通巻1600号を迎えた『婦人公論』。創刊以来、女性をとりまくさまざまな問題にスポットを当てて、自分らしく生きたいと願う読者に寄り添ってきました。その歴史はまさに《女性の生き方》の研究の積み重ねでもあります。107年間、女性の体の悩みも伝えてきた『婦人公論』が、これまでどのように「更年期」をとりあげてきたのか、振り返ってみました
更年期の前の大問題
記事のタイトルに「更年期」が出てくるのは、1955(昭和30)年6月号。16(大正5)年の創刊から39年も経っています。
じつは、女性の体や体調にまつわる記事では「生理」が圧倒的に多く、創刊まもない時期からほぼ毎号、生理に関連したなんらかの記事が掲載されています。

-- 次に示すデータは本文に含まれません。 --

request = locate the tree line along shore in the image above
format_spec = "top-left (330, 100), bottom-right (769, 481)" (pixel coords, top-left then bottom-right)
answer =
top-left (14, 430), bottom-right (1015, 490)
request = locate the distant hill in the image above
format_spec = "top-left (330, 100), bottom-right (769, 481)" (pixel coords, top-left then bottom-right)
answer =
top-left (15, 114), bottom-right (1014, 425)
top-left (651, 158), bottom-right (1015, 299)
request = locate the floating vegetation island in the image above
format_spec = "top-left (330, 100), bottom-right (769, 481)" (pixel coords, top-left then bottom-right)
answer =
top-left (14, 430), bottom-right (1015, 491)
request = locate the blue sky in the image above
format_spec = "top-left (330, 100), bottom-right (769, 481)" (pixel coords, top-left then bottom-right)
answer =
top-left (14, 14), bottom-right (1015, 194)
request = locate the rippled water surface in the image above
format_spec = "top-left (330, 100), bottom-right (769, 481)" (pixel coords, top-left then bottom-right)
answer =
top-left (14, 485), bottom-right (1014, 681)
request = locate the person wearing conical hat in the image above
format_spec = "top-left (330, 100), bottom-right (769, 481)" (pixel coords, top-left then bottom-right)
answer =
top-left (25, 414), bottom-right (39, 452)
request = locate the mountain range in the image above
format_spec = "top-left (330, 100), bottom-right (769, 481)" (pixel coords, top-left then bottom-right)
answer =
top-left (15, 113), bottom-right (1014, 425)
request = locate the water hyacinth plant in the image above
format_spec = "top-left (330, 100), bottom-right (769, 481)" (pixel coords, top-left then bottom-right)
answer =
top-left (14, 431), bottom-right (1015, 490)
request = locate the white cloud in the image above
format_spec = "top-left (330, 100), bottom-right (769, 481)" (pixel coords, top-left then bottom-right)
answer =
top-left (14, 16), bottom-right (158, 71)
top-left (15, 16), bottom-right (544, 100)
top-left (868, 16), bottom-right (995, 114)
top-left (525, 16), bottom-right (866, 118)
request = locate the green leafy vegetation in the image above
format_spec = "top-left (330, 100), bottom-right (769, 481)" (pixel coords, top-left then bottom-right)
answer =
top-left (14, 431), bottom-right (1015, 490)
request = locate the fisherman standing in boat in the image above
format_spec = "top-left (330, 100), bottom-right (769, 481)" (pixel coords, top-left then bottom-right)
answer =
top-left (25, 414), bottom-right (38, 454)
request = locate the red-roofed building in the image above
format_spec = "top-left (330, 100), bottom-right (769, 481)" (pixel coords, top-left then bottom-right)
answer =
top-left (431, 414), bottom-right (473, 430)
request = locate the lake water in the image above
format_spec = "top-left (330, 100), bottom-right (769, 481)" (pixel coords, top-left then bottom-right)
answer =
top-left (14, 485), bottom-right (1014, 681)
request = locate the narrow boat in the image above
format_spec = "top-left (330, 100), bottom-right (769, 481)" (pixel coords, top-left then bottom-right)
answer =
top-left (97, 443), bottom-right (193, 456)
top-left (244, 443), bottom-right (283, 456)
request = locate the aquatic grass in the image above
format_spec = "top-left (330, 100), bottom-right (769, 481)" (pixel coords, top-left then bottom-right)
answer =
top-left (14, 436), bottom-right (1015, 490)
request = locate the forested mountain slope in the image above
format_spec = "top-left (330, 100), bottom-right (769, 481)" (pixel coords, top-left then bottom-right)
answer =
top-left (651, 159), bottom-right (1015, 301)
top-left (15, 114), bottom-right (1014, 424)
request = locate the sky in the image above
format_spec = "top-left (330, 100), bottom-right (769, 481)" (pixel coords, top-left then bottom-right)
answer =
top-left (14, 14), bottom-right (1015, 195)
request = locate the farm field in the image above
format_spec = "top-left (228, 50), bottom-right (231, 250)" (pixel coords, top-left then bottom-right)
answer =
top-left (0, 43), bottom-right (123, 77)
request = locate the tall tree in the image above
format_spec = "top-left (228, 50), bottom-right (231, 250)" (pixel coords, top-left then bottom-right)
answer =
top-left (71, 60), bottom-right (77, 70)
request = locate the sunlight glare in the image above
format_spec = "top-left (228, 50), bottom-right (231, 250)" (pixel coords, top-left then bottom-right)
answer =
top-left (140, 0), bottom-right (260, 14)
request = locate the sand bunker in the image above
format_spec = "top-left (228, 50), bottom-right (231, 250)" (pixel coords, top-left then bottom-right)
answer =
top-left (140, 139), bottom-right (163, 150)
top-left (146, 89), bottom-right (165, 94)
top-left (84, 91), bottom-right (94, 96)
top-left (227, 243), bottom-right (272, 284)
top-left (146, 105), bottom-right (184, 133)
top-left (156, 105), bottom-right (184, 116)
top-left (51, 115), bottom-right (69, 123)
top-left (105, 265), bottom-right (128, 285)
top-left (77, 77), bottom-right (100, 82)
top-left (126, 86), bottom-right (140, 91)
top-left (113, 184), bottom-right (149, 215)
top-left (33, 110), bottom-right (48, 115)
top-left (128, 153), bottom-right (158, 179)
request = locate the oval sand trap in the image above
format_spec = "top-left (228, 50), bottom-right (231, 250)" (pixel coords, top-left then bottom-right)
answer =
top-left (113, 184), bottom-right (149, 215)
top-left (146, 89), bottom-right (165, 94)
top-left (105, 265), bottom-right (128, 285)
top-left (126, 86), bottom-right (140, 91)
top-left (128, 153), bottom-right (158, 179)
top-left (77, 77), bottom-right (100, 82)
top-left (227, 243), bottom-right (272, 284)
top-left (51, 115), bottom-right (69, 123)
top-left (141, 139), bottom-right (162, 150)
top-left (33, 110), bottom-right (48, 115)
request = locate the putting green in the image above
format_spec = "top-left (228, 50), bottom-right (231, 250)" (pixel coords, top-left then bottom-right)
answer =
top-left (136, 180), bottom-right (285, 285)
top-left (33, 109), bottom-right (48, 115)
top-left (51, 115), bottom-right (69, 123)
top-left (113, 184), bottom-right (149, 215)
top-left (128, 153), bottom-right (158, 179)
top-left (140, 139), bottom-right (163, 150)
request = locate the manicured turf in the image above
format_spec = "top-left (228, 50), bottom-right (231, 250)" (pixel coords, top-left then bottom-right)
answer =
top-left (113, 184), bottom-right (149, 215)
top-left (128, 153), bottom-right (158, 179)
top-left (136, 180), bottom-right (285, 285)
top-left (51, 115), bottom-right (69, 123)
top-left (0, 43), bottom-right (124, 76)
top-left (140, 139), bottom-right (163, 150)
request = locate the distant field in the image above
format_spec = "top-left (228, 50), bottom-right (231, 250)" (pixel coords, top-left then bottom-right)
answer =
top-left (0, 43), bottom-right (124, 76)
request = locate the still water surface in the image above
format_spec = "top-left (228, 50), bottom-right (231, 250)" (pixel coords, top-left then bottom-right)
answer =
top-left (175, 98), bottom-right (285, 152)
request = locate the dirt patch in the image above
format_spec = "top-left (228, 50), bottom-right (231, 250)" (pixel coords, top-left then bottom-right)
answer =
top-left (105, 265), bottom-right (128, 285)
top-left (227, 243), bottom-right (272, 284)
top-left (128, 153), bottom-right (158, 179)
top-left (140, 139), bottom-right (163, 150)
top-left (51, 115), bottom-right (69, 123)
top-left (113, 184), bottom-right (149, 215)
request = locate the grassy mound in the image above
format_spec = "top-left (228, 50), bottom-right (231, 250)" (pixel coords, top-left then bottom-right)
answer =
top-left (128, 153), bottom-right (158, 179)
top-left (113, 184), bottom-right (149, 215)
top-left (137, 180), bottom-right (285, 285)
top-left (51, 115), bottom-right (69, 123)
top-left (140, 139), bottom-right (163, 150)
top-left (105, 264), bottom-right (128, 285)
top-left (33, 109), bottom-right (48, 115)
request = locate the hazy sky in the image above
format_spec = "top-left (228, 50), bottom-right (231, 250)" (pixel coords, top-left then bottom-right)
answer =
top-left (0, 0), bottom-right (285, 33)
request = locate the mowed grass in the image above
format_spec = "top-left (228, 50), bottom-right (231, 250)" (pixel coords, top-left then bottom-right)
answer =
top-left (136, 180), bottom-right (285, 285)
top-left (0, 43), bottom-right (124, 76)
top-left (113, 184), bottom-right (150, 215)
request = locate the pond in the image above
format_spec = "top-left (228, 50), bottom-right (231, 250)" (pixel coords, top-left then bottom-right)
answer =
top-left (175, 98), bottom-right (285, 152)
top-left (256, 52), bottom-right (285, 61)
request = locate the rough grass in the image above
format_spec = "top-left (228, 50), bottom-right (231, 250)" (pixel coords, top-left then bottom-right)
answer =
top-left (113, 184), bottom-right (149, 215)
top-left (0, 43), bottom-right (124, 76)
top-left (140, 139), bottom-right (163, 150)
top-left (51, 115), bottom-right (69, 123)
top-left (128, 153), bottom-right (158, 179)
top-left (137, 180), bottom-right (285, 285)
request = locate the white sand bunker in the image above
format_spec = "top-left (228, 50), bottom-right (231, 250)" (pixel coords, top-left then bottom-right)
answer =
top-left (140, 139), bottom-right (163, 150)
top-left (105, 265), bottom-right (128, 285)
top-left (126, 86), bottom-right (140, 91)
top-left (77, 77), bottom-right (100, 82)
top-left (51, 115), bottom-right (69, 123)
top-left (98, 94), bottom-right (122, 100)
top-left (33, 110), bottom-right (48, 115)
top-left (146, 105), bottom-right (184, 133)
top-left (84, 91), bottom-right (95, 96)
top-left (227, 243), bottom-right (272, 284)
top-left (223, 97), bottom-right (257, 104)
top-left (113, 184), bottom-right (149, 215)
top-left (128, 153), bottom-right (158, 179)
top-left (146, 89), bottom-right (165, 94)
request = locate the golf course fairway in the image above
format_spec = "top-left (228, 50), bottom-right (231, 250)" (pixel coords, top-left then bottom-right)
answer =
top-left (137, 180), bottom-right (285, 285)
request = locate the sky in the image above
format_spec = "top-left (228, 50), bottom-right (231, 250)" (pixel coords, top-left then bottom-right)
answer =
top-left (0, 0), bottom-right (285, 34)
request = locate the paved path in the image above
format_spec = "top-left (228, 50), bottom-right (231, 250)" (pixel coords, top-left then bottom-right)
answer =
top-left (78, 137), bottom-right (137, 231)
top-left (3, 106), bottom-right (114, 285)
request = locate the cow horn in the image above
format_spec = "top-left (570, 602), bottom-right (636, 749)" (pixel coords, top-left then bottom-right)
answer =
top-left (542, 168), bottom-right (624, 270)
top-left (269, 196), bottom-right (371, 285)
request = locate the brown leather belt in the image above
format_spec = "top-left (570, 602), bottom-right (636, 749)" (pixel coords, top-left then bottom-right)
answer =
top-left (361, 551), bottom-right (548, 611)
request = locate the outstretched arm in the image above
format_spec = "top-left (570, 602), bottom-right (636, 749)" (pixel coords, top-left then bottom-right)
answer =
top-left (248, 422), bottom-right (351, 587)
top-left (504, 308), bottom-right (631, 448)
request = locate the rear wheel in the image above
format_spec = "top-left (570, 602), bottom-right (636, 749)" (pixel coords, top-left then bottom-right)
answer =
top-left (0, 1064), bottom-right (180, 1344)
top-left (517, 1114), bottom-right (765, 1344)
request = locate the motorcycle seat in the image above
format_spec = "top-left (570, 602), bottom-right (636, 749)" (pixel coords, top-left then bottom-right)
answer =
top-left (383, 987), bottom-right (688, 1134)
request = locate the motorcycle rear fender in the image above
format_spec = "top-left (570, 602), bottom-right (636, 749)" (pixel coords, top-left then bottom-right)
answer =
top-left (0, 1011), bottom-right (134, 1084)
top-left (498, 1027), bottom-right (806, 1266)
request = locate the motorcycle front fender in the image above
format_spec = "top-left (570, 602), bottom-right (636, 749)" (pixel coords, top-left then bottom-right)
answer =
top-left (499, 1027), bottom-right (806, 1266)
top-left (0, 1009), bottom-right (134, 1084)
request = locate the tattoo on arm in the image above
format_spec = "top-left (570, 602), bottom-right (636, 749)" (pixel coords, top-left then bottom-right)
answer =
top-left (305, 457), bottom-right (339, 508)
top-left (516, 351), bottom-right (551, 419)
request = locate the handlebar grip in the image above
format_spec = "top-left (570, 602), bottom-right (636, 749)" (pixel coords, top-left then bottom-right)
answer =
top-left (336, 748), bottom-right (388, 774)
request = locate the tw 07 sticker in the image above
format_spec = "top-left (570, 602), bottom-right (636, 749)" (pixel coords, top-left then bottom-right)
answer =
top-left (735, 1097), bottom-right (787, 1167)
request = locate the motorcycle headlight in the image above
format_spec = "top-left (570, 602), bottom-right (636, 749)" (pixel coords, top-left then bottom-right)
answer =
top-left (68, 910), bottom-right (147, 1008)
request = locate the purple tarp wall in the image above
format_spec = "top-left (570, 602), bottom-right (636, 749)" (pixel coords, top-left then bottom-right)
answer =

その内容はというと、昭和初期くらいまでは、医師による生理という身体現象の医学的解説やアドバイスがメイン。当時はまだ昔ながらの風習や経験に基づく対処方法が一般的だったため、西洋医学の知識は《新常識》として読まれたのではないかと推察されます。
37(昭和12)年頃からは、「職業婦人に生理休暇を!」などという記事が多くなり、社会に進出する女性たちが増えてきたこと、またそこに生まれた女性への差別に異を唱える風潮が強まってきた状況が見えてきます。